Drive an expression for drift velocity of free electrons in a conductor.

Answer 1

When conductor is subjected to an electric field $E$, each electron experience a force

$F=-eE$ and acquires an acceleration of

$a=F/m=-\frac{-eE}{m}$ ..... (1)

Here $m$= mass of electron, $e$= charge , $E$= Electric Field.

The average time difference between two consecutive collisions is known as relaxation time of electron.

$\overrightarrow{\tau }=\frac{{\tau }_1+{\tau }_2+{\tau }_3+.....}{n}$......(2)

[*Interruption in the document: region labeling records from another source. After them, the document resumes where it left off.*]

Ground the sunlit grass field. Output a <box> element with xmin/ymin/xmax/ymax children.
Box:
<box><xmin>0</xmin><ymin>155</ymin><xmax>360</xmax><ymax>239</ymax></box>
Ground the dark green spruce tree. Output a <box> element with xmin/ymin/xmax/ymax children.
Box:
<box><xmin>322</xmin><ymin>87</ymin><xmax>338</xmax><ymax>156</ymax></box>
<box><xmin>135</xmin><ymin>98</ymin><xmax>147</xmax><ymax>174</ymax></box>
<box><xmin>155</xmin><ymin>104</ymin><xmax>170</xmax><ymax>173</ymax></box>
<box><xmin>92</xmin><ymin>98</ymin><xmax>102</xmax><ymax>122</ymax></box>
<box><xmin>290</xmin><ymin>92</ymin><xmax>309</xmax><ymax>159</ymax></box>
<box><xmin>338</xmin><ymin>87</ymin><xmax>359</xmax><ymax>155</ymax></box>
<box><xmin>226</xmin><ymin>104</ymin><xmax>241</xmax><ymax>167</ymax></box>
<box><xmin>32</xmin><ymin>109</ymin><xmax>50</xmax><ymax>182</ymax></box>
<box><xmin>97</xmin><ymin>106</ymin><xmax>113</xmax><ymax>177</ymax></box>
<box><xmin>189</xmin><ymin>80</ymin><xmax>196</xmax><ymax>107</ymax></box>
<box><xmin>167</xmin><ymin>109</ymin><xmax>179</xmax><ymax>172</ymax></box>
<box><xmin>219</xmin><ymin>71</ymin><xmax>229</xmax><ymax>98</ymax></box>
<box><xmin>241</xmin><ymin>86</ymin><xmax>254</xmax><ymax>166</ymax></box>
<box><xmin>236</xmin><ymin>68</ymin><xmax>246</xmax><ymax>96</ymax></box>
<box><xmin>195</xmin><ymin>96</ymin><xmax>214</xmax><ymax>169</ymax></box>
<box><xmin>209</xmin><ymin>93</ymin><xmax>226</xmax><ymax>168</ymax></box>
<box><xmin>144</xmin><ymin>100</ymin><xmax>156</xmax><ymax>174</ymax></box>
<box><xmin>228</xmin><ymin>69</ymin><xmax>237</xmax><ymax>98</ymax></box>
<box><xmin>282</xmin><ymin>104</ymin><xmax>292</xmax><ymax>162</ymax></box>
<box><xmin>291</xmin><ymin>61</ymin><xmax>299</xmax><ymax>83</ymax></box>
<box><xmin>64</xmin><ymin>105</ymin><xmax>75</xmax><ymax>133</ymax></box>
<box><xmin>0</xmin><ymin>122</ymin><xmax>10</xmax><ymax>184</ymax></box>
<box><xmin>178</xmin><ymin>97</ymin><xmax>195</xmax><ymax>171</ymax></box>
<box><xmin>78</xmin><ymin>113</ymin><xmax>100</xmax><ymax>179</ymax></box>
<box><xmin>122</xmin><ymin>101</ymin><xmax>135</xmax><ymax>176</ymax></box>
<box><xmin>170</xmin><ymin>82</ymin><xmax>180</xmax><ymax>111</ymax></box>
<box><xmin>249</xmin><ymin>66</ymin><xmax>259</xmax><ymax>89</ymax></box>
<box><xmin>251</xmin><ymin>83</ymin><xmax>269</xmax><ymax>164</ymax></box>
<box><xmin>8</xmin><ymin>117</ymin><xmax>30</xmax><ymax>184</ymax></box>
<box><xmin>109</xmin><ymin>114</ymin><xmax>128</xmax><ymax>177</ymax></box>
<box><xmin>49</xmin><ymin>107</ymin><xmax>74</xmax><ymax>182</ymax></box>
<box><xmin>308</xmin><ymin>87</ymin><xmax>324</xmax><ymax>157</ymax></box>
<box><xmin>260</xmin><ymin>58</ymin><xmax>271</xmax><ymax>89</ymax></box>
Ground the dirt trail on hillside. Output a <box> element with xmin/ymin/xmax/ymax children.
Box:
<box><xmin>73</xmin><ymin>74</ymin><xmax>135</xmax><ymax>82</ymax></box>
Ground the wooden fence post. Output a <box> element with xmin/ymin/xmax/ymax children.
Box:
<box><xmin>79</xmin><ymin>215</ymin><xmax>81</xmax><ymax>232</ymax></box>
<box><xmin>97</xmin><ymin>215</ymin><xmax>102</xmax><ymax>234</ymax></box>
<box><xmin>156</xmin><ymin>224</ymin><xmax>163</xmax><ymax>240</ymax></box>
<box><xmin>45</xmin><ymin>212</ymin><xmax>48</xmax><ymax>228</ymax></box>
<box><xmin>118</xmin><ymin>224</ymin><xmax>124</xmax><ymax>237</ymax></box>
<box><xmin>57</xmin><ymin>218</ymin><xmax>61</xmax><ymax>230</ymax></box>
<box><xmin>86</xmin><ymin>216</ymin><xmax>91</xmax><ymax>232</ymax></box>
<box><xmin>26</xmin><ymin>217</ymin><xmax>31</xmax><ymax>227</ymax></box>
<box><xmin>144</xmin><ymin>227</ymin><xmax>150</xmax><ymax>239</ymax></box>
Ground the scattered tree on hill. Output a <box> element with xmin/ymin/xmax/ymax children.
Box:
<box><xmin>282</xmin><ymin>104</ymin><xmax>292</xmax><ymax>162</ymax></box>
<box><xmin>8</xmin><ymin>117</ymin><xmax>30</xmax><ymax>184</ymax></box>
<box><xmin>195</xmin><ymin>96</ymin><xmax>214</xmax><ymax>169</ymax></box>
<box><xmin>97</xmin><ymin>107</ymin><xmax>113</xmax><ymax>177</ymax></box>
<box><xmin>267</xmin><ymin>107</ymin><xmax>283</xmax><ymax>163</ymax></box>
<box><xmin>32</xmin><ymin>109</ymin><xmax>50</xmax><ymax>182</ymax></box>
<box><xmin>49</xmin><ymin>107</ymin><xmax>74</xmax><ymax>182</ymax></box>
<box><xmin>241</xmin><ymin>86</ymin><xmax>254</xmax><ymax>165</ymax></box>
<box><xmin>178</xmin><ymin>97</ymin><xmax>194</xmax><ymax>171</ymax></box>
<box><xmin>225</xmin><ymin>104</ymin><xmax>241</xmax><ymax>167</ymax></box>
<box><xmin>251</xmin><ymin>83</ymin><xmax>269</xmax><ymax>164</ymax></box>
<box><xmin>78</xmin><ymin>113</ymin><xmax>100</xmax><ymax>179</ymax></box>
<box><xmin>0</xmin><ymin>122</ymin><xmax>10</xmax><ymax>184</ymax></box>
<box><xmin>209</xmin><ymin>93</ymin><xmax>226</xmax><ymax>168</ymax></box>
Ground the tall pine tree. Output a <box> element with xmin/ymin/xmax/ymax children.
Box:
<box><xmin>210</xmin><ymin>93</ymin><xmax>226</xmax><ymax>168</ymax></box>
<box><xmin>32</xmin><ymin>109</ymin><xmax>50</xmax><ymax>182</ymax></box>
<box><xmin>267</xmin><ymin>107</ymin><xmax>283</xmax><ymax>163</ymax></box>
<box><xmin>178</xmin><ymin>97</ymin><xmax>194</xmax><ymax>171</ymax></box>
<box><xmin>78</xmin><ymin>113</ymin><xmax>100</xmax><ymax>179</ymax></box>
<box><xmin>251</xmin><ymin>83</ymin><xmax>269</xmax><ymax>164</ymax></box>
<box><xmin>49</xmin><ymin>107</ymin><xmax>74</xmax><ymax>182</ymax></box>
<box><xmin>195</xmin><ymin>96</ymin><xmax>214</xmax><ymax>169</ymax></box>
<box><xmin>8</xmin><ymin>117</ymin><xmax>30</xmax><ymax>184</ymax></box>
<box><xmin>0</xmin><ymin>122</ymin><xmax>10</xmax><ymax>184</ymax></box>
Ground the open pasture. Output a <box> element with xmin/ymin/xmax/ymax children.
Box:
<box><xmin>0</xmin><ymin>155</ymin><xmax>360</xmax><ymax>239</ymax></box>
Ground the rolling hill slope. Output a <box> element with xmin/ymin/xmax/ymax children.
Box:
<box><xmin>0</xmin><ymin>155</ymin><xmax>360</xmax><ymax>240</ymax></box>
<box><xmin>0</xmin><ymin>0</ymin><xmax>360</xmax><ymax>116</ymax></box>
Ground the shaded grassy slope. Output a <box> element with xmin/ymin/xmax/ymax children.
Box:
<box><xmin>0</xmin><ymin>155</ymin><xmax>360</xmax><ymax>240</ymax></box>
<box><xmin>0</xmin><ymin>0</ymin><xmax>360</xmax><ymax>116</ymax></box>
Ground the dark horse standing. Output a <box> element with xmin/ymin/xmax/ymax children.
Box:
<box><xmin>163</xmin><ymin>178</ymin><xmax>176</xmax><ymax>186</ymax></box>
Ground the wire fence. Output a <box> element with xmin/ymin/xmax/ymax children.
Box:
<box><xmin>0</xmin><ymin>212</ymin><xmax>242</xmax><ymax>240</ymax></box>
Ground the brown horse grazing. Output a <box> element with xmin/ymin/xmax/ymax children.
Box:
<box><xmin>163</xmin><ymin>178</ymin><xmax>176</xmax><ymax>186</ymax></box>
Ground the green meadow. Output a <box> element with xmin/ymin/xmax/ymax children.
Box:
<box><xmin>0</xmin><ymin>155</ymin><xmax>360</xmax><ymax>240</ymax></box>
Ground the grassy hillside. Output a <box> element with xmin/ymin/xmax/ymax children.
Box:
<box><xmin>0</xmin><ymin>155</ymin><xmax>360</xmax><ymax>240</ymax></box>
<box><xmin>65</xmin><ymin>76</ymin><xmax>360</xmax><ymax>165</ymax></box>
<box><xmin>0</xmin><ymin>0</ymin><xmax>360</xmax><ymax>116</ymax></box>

As $v=u+at$ then drift velocity $v_d$ is

$v_d=\frac{v_1+v_2+v_3+....+v_n}{n}$

$v_d=\frac{(u_1+u_2+....+u_n)+a({\tau }_1+{\tau }_2+....)}{n}$

$v_d=0+\frac{a({\tau }_1+{\tau }_2+{\tau }_3+....+{\tau }_n)}{n}$ ( since initially velocity is zero)

$v_d=0+a\tau$

$v_d=-\frac{eE}{m}\tau$

According to drift velocity expression, the relaxation time is the time interval between successive collisions of an electron on increasing temperature, the electrons move faster and more collisions occur quickly. Hence, relaxation time decreases with increase in temperature which implies that drift velocity also decreases with temperature.